Nach dem Infarkt: Mikro-RNA stimuliert Herzregeneration

Spezielle RNA-Moleküle können die Aktivität bestimmter Gene blockieren und dadurch bei Mäusen Herzmuskelzellen zur Vermehrung anregen
Herzmuskelzelle, die ihre Vermehrungsfähigkeit durch MikroRNA miR302-367 wiedererlangt hat (durch Färbung sichtbar gemacht)
Herzmuskelzelle, die ihre Vermehrungsfähigkeit durch MikroRNA miR302-367 wiedererlangt hat (durch Färbung sichtbar gemacht)
© Lab of Ed Morrisey, PhD, Perelman School of Medicine, University of Pennsylvania
Philadelphia (USA) - Ein Herzinfarkt verursacht Schäden, die derzeit nicht heilbar sind. Denn das Herz ist nur in sehr geringem Maß fähig, geschädigtes Gewebe zu regenerieren. Jetzt ist es amerikanischen Medizinern bei Mäusen gelungen, einen körpereigenen Reparaturmechanismus in Gang zu setzen. Die Behandlung mit Mikro-RNA – kleine Nukleinsäuremoleküle, die Genaktivitäten blockieren – regte Herzmuskelzellen dazu an, sich zu vermehren und so die Herzfunktion nach einem Infarkt zu verbessern. Um schwere Nebenwirkungen zu verhindern sei es aber wichtig, dass die Mikro-RNA nur vorübergehend aktiv bleibt, schreiben die Forscher im Fachblatt „Science Translational Medicine”.

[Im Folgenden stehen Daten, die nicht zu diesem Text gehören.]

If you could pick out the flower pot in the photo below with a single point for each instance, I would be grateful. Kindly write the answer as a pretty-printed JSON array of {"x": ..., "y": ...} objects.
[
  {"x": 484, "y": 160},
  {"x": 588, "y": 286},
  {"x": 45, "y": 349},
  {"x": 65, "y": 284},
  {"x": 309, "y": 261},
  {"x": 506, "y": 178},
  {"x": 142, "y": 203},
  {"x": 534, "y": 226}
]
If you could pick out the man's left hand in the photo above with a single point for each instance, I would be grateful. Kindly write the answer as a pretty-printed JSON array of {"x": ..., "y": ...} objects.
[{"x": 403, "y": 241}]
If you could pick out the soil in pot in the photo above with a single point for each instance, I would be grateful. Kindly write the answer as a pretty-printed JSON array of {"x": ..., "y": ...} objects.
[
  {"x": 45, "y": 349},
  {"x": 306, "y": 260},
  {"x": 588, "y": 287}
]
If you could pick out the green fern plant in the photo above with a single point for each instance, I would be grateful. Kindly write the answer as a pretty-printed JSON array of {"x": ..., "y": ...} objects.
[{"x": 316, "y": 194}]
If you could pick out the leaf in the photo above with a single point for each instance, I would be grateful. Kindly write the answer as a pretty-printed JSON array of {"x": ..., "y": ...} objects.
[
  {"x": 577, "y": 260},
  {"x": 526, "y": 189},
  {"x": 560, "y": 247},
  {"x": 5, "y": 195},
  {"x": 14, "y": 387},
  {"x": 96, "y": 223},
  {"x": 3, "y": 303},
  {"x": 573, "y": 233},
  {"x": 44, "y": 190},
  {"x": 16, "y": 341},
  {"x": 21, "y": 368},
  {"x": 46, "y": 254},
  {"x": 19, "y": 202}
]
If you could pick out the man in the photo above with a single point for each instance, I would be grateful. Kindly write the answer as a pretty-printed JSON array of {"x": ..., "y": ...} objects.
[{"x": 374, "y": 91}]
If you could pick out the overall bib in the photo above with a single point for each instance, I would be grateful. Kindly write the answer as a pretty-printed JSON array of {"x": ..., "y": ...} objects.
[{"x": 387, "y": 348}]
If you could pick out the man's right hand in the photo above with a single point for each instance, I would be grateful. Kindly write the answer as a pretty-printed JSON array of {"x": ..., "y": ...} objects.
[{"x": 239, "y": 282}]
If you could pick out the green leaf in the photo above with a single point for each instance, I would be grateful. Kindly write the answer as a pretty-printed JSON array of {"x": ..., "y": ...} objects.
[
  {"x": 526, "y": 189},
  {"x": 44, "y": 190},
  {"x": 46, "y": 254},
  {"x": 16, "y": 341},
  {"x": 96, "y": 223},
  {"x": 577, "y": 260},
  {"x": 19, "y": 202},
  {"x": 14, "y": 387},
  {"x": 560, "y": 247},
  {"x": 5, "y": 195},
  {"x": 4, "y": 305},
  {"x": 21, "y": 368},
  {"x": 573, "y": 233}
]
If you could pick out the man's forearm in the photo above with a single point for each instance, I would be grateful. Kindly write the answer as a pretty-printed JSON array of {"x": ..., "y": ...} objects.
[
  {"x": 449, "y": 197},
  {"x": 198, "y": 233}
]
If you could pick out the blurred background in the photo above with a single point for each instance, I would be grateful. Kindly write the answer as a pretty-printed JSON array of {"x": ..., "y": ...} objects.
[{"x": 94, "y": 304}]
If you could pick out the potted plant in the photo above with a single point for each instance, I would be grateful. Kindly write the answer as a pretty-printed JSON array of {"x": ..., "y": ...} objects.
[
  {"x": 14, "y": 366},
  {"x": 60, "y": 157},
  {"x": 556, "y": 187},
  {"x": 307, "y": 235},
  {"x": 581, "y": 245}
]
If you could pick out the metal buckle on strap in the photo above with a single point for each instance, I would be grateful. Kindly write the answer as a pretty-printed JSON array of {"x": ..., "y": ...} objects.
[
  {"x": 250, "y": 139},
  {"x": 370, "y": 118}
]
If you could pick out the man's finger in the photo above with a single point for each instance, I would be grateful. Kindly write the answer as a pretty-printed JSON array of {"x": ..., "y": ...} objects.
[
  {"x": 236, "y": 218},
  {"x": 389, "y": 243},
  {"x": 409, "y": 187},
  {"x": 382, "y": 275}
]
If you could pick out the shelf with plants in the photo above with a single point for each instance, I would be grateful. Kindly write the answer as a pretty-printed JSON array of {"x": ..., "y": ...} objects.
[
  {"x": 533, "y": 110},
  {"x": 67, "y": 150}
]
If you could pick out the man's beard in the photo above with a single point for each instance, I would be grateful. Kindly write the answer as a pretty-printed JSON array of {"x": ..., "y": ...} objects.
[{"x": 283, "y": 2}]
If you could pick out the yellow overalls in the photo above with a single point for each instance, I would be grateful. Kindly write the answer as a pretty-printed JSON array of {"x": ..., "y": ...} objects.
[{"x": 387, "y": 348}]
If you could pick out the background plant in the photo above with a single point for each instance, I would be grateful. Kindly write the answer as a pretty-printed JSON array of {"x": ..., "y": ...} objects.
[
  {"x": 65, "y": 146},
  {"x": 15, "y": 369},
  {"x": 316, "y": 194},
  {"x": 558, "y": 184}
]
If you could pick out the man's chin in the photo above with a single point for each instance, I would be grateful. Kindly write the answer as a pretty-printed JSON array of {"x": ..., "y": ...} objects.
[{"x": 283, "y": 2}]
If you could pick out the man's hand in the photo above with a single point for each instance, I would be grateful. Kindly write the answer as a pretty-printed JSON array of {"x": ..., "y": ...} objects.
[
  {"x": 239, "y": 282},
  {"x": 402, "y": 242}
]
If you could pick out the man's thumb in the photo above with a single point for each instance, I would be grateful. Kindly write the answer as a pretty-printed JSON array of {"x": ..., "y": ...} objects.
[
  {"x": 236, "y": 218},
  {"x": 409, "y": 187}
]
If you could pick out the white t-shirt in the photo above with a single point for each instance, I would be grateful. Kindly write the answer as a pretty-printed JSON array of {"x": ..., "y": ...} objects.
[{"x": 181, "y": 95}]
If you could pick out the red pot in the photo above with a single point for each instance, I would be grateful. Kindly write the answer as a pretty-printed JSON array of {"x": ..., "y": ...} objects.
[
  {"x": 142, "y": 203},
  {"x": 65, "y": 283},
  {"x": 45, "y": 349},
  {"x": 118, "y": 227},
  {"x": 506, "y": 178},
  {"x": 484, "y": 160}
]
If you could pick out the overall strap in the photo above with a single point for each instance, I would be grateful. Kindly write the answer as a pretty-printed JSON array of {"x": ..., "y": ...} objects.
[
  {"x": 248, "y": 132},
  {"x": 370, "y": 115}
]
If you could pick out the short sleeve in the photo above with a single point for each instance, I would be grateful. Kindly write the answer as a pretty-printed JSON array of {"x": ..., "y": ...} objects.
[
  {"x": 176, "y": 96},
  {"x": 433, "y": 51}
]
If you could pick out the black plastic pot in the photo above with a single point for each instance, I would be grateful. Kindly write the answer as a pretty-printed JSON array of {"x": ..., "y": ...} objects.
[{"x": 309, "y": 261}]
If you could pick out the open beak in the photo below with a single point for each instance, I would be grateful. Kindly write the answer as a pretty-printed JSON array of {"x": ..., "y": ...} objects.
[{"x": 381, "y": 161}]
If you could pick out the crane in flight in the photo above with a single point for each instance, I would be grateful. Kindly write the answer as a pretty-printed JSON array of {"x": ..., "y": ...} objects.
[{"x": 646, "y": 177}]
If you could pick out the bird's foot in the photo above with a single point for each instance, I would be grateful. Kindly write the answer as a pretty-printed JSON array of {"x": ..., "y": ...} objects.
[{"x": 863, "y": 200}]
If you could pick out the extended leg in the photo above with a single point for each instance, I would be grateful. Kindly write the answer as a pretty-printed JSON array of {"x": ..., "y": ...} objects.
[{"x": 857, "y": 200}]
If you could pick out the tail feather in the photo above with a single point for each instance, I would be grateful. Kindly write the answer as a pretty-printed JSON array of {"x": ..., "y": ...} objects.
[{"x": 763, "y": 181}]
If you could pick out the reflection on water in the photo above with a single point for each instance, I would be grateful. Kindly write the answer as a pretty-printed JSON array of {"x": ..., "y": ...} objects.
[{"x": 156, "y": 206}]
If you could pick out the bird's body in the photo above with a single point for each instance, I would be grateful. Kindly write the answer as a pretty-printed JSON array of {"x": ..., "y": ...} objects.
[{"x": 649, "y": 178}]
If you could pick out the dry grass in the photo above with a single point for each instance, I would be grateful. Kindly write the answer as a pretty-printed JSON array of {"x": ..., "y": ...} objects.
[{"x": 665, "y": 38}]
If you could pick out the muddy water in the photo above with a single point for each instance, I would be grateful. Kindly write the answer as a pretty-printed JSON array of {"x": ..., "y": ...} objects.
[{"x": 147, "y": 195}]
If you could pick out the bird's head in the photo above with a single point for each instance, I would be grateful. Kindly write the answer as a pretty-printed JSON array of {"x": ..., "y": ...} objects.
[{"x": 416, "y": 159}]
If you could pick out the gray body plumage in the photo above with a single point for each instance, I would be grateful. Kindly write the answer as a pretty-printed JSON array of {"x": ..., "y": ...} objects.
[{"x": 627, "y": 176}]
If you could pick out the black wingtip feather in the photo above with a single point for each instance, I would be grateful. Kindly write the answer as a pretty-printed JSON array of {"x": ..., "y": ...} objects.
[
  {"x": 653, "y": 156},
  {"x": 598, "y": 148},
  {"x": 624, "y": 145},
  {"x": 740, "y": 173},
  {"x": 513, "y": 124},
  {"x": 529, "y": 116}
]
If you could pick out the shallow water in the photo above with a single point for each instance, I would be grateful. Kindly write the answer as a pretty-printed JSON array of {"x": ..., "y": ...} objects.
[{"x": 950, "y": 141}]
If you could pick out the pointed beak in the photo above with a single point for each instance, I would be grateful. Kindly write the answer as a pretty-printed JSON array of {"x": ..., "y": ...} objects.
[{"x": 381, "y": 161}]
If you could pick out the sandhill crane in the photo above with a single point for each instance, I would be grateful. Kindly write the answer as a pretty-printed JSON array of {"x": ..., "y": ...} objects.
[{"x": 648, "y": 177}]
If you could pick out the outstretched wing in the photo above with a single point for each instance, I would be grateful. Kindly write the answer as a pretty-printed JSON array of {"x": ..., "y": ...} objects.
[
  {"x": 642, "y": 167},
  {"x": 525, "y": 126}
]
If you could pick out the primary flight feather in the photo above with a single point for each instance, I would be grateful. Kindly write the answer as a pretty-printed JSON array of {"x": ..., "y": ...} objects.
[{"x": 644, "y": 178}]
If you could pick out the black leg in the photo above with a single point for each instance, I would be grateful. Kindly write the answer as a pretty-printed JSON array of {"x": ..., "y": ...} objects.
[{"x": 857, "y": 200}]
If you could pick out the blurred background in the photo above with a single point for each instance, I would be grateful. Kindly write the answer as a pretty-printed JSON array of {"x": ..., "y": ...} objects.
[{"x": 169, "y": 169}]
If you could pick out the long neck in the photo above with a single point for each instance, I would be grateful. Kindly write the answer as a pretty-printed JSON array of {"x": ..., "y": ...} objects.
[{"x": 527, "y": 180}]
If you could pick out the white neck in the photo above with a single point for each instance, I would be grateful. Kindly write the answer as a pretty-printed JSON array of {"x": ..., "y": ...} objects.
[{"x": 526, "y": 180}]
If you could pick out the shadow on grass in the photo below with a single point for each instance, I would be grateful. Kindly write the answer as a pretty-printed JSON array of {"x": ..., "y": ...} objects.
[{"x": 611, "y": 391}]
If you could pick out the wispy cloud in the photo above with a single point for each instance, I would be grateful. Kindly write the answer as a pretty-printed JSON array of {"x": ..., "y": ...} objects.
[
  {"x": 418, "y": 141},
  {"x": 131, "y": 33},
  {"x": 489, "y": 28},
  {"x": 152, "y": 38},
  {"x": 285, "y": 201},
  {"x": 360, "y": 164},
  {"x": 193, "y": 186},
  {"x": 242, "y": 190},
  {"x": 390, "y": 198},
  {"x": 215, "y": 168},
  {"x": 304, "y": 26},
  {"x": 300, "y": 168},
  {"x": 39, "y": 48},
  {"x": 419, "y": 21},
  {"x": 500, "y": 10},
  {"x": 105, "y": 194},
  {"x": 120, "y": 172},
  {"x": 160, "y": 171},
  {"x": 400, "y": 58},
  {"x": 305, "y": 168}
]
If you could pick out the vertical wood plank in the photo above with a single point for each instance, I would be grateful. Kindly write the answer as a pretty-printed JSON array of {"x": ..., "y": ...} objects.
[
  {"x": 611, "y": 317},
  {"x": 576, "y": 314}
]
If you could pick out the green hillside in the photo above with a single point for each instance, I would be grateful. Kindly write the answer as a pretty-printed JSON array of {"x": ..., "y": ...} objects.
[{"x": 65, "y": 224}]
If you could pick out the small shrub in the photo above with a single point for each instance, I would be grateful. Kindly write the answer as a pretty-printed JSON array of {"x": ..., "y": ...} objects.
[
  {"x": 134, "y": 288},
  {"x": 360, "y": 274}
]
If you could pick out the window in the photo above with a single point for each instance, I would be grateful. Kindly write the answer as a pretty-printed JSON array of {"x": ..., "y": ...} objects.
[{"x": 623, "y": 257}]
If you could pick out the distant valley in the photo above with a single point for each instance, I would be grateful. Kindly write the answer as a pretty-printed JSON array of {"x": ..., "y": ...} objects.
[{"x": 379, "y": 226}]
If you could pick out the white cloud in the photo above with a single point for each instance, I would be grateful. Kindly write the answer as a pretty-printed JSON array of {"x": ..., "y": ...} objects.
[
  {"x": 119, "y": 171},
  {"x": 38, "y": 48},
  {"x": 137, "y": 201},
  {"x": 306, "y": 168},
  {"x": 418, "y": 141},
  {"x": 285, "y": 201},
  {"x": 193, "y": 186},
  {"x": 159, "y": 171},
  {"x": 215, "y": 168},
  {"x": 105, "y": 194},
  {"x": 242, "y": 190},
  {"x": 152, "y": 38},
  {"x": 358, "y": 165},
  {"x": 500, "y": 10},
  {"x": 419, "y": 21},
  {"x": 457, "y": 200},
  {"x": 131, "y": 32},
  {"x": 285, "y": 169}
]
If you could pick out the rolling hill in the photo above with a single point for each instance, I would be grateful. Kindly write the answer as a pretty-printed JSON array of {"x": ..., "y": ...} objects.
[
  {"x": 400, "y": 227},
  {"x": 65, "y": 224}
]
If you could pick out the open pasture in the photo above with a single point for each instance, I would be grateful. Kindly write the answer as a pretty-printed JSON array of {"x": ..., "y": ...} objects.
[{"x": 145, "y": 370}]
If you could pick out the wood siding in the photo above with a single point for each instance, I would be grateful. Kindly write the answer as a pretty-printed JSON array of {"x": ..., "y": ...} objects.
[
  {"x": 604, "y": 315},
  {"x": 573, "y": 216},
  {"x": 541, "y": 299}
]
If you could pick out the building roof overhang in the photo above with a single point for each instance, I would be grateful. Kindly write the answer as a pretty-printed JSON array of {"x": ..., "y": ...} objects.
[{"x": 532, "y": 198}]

„In der nächsten Phase unserer Arbeit wollen wir ermitteln, ob unsere Mikro-RNA-Präparate auch bei einem größeren Tier wirksam sind“, sagt Edward Morrisey von der University of Pennsylvania in Philadelphia. Außerdem wäre es nützlich, ein Verfahren zu entwickeln, durch das die Mikro-RNA anstatt über den Blutkreislauf gezielt in den Herzmuskel verabreicht werden kann. Mikro-RNA-Moleküle kommen in zahlreichen Varianten in allen Zellen unseres Körpers vor. Im Gegensatz zu den Boten-RNAs sind sie viel kürzer und tragen keine Information zur Produktion eines Proteins. Ihre Funktion besteht vielmehr darin, die durch ein aktives Gen produzierte Boten-RNA – und damit die Aktivität dieses Gens – zu inaktivieren.

Morrisey und seine Kollegen konnten eine Gruppe von Mikro-RNAs (miR302-367) identifizieren, die sowohl bei Mäusen als auch bei Menschen für das Herzwachstum von Embryonen notwendig sind. Die Mikro-RNAs hemmten die Aktivität spezieller Gene und blockierten damit die Funktion des sogenannten Hippo-Signalwegs. Kurz nach der Geburt werden die Mikro-RNAs miR302-367 dann nicht mehr gebildet: Der Hippo-Signalweg bleibt aktiv und verhindert die weitere Vermehrung von Herzmuskelzellen. Die Forscher stellten aber fest, dass auch die Herzmuskelzellen erwachsener Mäuse durch Einwirkung der Mikro-RNAs zu erneuter Zellteilung stimuliert werden können.

Nach einem experimentell ausgelösten Herzinfarkt injizierten sie die Mikro-RNAs in das Blut der Tiere. Das regte die Vermehrung von Herzmuskelzellen an und es bildete sich neues Herzgewebe. Wie Experimente mit genetisch veränderten Mäusen zeigten, führt eine dauerhafte Mikro-RNA-Produktion jedoch zu übermäßigem Herzwachstum und schwächt die Organfunktion. Daher verabreichten die Wissenschaftler Mikro-RNA, die so hergestellt war, dass sie mit einer Halbwertszeit von 8 bis 24 Stunden ihre Wirksamkeit verlor. Durch eine siebentägige Behandlung erzielten sie damit eine nur vorübergehende Vermehrung der Herzmuskelzellen. Es entstand neues Herzgewebe mit nur geringer Narbenbildung und verbesserter Herzfunktion. Für einen zukünftigen Einsatz beim Menschen wäre es also wichtig, die Einwirkdauer der verabreichten Mikro-RNA genau so zu wählen, dass zunächst eine effektive Regeneration erfolgt und dann die Zellvermehrung wieder zum Stillstand kommt.